Hardcover, 464 pagesExpected publication: May 6th 2014 by William Morrow & Company
I received an advanced copy of this book from the publisher William Morrow via Edelweiss in exchange for an honest review. The expected publication date is May 6 2014.
It is not too often that a book will render me speechless. Many times I may find the wrong words but never speechless. This book has done that to me. I don't know where to start! To top it off, this is Hashimi's debut novel? You have to be kidding me! She really nailed it her first time out of the gate.
This story was haunting, tragic and infuriating all in one shot. Hashimi weaves a tail of two different women years apart who suffered from the oppression experienced towards woman in Afghanistan. Many times I had to remind myself that this was just a story however sadly I feel that the way these woman were treated is not purely fiction. I will be honest and say I do not know a whole lot about Afghanistan aside from the current events of the last years and I know nothing of their culture. This story did not shed a positive light on that.
To think that there are woman out there that have to endure what Rahima and Shekiba went through is the part that angered me. To know that this occurs while I am living the life of luxury also humbled me and made me thankful for what I have. This story opened my eyes to some of the "ugly" things out there in the world. To think that you have no real value because you are a daughter instead of a son. In my reality that would have made my father a failure as he had three daughters - who have all gone on to successful and fulfilling endeavours I might add.
In my opinion the mark of a truly great read has two criteria. The first is it evokes emotion and the second is that it makes me think. This did just that. I was sad and angry throughout this read. More importantly is the thoughts that it put in my head. The majority of this review has been made up of my reaction to the story and less about the plot. That my friends means this is a winner.
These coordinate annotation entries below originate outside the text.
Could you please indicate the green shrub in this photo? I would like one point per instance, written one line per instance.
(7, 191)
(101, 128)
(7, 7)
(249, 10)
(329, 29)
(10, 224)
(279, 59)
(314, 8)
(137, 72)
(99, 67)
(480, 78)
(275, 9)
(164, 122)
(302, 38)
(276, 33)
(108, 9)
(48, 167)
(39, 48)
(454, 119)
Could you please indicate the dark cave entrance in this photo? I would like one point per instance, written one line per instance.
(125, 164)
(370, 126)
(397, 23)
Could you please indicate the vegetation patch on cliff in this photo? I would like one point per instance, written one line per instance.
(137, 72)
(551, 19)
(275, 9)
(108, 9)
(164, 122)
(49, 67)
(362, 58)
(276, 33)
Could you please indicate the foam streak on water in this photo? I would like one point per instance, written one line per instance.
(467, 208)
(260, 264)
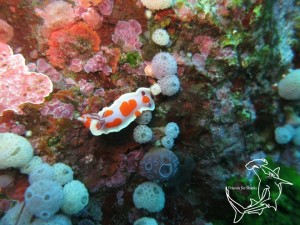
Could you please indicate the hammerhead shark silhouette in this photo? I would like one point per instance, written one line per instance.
(265, 199)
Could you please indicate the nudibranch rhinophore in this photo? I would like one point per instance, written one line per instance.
(120, 114)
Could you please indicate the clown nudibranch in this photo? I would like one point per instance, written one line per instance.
(120, 114)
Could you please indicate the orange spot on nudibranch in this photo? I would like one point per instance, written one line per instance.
(127, 107)
(116, 122)
(146, 99)
(108, 113)
(137, 113)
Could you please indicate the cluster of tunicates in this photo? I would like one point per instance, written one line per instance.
(51, 189)
(164, 69)
(159, 164)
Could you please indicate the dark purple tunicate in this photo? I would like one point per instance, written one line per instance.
(159, 163)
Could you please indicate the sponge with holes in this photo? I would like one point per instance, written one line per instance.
(76, 197)
(44, 198)
(15, 151)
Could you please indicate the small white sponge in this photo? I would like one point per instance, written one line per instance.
(76, 197)
(15, 151)
(172, 130)
(62, 173)
(163, 64)
(157, 4)
(142, 134)
(169, 85)
(17, 214)
(149, 196)
(41, 172)
(289, 86)
(144, 118)
(283, 135)
(145, 221)
(31, 165)
(160, 37)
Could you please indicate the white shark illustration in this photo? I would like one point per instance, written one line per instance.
(265, 199)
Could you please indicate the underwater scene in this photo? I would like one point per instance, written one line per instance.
(149, 112)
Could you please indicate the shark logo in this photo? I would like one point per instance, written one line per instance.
(269, 190)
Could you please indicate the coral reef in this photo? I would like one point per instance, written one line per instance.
(220, 78)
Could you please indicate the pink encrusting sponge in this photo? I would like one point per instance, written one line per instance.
(17, 84)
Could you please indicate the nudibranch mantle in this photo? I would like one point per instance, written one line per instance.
(120, 114)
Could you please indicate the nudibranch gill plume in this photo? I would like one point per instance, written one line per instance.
(120, 114)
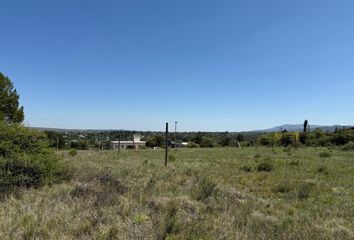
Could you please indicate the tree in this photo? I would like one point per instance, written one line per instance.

This was an emotional and moving read (I would say poignant however I never use the most overused word in the literary review world). I would recommend this book to anyone who wants a serious yet entertaining read. This is not for the light hearted however you are rewarded ten times over. I still cannot believe this is Hashimi's first novel. I wish a had a quarter of her talent. I truly hope she releases more work in her future.